When the First War reached its peak, supplies of components from Britain and Europe began to dry up and local manufacturers either looked elsewhere or made their own. The De Luxe motorcycle built by A.G. Healings in the 1916-1919 period is a good example of this philosophy. The De Luxe motor, built by the F.W. Spacke Machine Co., Indiana USA, was widely used in Australia in the 1916 - 1920 period, not just by Healings and the smaller "manufacturers" they supplied, but also by Hercules and others. Of course the motor was also used in a number of US makes, such as Dayton, Crawford, Eagle and De Luxe (no relation to the Healing machine).
My machine is a c1916 single speed, direct belt drive.

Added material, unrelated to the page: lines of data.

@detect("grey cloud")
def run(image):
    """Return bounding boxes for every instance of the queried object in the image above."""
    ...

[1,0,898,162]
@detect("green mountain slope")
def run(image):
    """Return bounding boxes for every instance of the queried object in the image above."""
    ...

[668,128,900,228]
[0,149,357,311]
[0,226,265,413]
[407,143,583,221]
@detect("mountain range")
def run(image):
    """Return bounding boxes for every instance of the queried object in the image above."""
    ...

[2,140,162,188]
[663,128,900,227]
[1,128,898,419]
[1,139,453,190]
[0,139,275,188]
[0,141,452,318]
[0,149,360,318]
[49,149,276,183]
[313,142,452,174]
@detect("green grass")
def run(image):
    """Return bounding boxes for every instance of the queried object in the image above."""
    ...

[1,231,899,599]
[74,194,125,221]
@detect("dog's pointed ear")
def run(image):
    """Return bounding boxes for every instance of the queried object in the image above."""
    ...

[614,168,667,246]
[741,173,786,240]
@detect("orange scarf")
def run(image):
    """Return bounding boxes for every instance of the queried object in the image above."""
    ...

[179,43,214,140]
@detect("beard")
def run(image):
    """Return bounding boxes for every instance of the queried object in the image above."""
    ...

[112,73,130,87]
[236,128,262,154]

At 1000cc (most Australian manufacturers seemed to fit the 7 HP 1000cc motor rather than the 9 HP 1200 cc job that was used on some US makes) there's a lot of motor in not much frame! The wheelbase is unusually short for an Australian machine, as evidenced by the small gap between the seat tube of the frame and the rear mudguard. Compare with the gearbox model shown below, or the frame of my Blue Bird, which is also a Healing direct drive bike. Restoration is underway, but while there are no major problems, I have to say that working on the De Luxe motor is not easy.

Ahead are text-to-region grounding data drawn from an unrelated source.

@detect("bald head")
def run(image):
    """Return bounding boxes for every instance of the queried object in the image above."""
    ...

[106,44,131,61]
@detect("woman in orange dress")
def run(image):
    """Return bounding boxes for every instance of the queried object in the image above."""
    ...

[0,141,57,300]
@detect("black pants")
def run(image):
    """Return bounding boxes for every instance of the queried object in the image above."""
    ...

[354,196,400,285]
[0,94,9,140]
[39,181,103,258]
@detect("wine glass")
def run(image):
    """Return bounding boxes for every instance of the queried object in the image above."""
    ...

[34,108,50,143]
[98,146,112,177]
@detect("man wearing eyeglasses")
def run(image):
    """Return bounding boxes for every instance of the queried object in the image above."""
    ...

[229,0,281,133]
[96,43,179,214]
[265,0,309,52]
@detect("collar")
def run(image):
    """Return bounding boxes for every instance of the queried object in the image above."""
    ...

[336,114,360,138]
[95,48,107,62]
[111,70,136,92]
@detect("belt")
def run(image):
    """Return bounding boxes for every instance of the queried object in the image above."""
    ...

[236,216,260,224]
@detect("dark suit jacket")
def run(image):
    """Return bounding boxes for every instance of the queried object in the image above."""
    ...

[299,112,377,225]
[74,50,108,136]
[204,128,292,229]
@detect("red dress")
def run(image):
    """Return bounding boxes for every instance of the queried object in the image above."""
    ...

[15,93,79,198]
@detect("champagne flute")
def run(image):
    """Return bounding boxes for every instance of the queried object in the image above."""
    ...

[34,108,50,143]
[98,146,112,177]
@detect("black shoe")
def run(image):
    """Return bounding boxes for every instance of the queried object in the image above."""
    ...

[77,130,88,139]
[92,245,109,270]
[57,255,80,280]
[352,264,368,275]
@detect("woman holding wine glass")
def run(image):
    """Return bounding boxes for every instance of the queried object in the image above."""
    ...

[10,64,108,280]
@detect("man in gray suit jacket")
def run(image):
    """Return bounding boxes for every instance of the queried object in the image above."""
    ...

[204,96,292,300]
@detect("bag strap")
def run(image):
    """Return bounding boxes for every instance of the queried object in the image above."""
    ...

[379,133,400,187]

Not all Healing De Luxe motorcycles were direct drive: many used the then-popular "chain-cum-belt" arrangement, which featured a chain for the primary drive from the engine to the clutch, then a belt from the gearbox pulley to the back wheel. Although the Sturmey Archer CS gearbox was a favourite among Australian manufacturers after its debut in 1914, during the later years of the war supplies became scarce. For the De Luxe, Healings fitted their own "AGH" gearbox, presumably to combat supply problems with the Sturmey Archer item.
The De Luxe motor is a wondrously complicated device, incorporating many "features" which can be best be described as bizarre. It is fascinating to compare it to the simple - but entirely adequate - engineering of the JAP twin of the period, which must have used around half the number of parts required for the De Luxe, and have been correspondingly cheaper to produce.